00:00La French Tech, aujourd'hui nous recevons Florian Fournier, fondateur et directeur général d'Orazio.
00:05Merci d'être avec nous, avec Anthony Morel, sur ce plateau de la French Tech,
00:09entreprise spécialisée dans l'analyse des flux vidéo.
00:12Dites-nous exactement ce que fait Orazio.
00:14On avait Vizia il y a quelques jours, est-ce que vous faites à peu près la même chose ?
00:17C'est quoi votre spécificité ?
00:19Bonjour Sandra, bonjour Anthony.
00:21Donc nous effectivement, qu'est-ce que nous faisons chez Orazio ?
00:23Nous développons des solutions d'intelligence artificielle appliquées à la vidéo,
00:27d'abord pour les forces de sécurité intérieure, les collectivités territoriales,
00:31les infrastructures critiques et les armées européennes.
00:34C'est-à-dire qu'Orazio, tout ce qu'on fait, c'est pour impacter la sécurité intérieure,
00:38la défense et la souveraineté européenne.
00:40Du coup, concrètement, qu'est-ce que ça veut dire ?
00:43Nous, on vient, que ce soit dans une ville, que ce soit dans une infrastructure critique,
00:48on vient, on ne leur dit pas de remplacer leurs caméras,
00:50on se connecte à tout leur parc de caméras existants,
00:53et soit on leur permet d'alerter en temps réel sur les événements d'intérêt,
00:58soit de leur faire gagner du temps dans les investigations.
01:02Donc la majorité du temps, les investigations, qu'est-ce que ça veut dire ?

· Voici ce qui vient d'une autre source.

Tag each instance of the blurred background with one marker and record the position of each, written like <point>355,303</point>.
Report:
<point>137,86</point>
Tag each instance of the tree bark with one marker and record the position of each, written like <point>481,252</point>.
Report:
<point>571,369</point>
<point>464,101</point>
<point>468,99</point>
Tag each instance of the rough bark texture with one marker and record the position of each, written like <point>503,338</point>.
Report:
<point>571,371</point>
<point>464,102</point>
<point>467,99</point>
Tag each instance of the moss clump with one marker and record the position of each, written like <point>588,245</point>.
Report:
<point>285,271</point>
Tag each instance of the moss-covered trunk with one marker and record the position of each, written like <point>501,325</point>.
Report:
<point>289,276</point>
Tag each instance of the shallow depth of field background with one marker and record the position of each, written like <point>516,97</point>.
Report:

01:05Ça veut dire une enquête qui est lancée par la police nationale ou la gendarmerie
01:08avec une réquisition judiciaire,
01:10et on va aider à répondre à cette réquisition judiciaire rapidement.
01:14Et donc la partie analyse de flux, c'est ce qu'on appelle la surveillance algorithmique,
01:19c'est ce qui avait été déployé pendant les Jeux Olympiques notamment,
01:21c'est-à-dire qu'en fait, on est capable de détecter un comportement suspect, c'est ça globalement ?
01:26Exactement, c'est-à-dire qu'aujourd'hui, technologiquement,
01:29on peut détecter tout ce qu'on demanderait à un humain de détecter.
01:33Donc, alerter pour une bagarre, alerter pour un port d'armes,
01:36alerter pour un départ de feu, alerter pour une chute de personnes,
01:39on peut faire toutes ces choses-là en live.
01:41Par contre, l'énorme différence qu'on voit d'un pays à l'autre en Europe,
01:45là où on est déployé, c'est qu'on a un cadre légal très différent.
01:49Par exemple, en France, sur la voie publique,
01:51même si technologiquement, on pourrait alerter,
01:54dès qu'il y a quelqu'un qui se balade avec une arme dans la rue,
01:56on n'a pas le droit de le faire légalement.
01:58Ah bon ? Donc la barrière, elle n'est pas technologique,
02:00la barrière, elle est légale aujourd'hui pour de nombreux cas.
02:02On comprend pourquoi il y a ces barrières.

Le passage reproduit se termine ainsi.